Russian Orthodox Church cuts ties with Constantinople

Bartholomew I of Constantinople (left) with the Russian Orthodox leader, Patriarch Kirill
Bartholomew I of Constantinople (left) with the Russian Orthodox leader, Patriarch Kirill. Photograph: Osman Orsal/Reuters

The Russian Orthodox Church has announced it will break off relations with the Patriarchate of Constantinople in a religious schism driven by political friction between Russia and Ukraine.

The Synod of the Russian Orthodox Church elected on Monday to cut ties with the Ecumenical Patriarchate of Constantinople, which is viewed as the leading authority for the world’s 300 million Orthodox worshippers.

The split is a show of force by Russia after a Ukrainian church was granted independence.
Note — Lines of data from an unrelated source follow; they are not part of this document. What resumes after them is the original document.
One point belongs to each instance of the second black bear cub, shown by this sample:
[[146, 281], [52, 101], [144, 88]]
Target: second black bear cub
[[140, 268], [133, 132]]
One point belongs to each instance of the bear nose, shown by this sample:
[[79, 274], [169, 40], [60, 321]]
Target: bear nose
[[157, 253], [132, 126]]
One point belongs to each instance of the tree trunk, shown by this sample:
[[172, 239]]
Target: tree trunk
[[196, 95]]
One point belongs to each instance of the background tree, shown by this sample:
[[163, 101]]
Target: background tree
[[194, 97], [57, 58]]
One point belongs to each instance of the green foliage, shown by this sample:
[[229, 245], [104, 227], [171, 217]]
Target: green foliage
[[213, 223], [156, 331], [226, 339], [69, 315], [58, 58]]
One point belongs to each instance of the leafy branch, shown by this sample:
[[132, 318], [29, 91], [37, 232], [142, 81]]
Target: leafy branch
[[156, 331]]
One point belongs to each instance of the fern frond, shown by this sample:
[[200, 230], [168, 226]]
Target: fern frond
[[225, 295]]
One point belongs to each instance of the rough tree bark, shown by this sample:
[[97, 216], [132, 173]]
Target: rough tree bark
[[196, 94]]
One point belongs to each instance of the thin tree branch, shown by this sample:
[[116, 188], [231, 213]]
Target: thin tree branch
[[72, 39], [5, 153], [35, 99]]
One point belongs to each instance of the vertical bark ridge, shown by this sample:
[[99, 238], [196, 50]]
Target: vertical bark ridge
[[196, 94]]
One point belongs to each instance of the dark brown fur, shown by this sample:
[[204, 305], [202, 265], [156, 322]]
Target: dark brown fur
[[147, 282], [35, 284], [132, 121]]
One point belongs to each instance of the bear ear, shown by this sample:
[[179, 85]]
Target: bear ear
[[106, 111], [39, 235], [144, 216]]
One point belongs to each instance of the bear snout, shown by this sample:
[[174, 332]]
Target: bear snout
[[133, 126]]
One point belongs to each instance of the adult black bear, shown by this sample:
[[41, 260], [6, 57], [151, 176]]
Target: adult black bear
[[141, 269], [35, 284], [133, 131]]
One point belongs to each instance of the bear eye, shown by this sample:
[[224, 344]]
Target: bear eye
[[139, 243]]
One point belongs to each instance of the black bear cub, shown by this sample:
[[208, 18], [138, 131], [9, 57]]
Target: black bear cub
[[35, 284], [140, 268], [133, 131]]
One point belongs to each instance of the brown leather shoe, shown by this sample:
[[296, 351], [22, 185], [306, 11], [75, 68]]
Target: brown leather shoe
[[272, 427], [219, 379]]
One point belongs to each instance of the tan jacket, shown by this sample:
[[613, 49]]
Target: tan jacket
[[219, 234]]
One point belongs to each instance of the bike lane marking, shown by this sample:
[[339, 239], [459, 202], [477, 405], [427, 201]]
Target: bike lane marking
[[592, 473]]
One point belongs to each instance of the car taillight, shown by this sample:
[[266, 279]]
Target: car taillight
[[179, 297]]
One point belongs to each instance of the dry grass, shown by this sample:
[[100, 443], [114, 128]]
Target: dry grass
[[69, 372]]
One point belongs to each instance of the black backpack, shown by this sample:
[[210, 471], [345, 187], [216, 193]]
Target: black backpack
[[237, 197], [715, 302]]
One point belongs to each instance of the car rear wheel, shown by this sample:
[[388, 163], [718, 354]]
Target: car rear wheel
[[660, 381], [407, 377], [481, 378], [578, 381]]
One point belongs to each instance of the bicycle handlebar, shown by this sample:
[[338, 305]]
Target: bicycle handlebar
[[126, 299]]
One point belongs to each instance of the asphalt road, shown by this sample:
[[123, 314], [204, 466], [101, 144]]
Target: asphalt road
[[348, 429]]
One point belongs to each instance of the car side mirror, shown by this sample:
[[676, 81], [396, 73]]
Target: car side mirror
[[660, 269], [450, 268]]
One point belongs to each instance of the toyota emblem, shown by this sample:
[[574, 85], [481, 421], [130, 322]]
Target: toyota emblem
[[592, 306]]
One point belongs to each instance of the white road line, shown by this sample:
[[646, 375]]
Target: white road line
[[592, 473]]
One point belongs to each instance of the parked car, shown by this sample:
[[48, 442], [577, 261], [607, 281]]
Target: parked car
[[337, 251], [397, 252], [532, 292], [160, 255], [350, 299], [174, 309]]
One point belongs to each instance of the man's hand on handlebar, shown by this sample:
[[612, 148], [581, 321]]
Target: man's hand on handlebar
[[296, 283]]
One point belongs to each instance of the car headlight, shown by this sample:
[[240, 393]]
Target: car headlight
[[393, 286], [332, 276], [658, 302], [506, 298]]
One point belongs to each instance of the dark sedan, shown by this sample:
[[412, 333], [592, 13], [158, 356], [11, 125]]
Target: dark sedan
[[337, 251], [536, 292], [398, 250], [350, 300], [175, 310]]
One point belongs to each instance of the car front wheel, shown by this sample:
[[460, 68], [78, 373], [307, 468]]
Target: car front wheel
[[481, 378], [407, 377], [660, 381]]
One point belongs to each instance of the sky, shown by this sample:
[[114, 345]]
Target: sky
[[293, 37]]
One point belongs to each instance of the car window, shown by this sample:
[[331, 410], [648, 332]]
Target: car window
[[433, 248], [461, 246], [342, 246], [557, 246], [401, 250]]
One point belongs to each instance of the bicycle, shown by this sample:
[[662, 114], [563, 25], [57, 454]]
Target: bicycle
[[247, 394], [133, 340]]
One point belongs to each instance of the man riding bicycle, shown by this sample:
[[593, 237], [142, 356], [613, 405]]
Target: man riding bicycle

Last week Bartholomew I of Constantinople, the “first among equals” of eastern Orthodox clerics, granted autocephaly (independence) to the Ukrainian Orthodox Church, which previously answered to Moscow.

If Monday’s decision is a lasting one, the loss of the powerful and wealthy Russian church will be a serious blow to the global church. It also marks an important new facet for the rift between Russia and Ukraine, who have become bitter enemies since the annexation of Crimea and the war in Donbass.

Metropolitan Hilarion of Volokolamsk, the Moscow patriarchate’s head of external church relations, announced the Russian church’s decision on Monday and said Russia hoped the Patriarchate of Constantinople would change its mind.

“Until that happens, until all these unlawful decisions made by Constantinople are in force, we won’t be able to communicate with the church which today finds itself in the midst of a schism,” he said, according to reports of his remarks.

The global Orthodox churches collectively represent 300 million people. But there are fewer than 3,000 of the Orthodox faithful in Istanbul.

The Russian Orthodox Church represents a majority of Orthodox Christians and commands huge wealth and power. Its leader, Patriarch Kirill, is closely allied to Vladimir Putin, the Russian president, who he has described as “a miracle of God”.

Rivalry between the Russian church and patriarch of Constantinople has been a feature of eastern Orthodoxy. Kirill has objected to Bartholomew’s close relationship with the Roman Catholic church and Pope Francis.

Ukraine’s government had lobbied strongly for autocephaly as part of a larger break from Russian influence in the country’s affairs.

“Autocephaly is part of our pro-European and pro-Ukrainian state strategy,” the Ukrainian president, Petro Poroshenko, said in a statement last week. He also called Moscow’s loss of control over the Ukrainian Orthodox Church “the fall of the ‘third Rome’ as the most ancient conceptual claim of Moscow for the global domination”.

Russia’s Orthodox Church already had a tense relationship with the religious authorities in Istanbul.

In the summer of 2016 the first global gathering of the 14 self-governing Orthodox churches since the year 787 almost collapsed before it opened because of disagreements over the agenda. Several churches – including the Russians – threatened to boycott the “holy and great council”, which had been 55 years in the planning.

The Patriarch of Constantinople has sought to repair relations with the Roman Catholic church, which broke from eastern Orthodoxy almost a millennium ago, in 1054.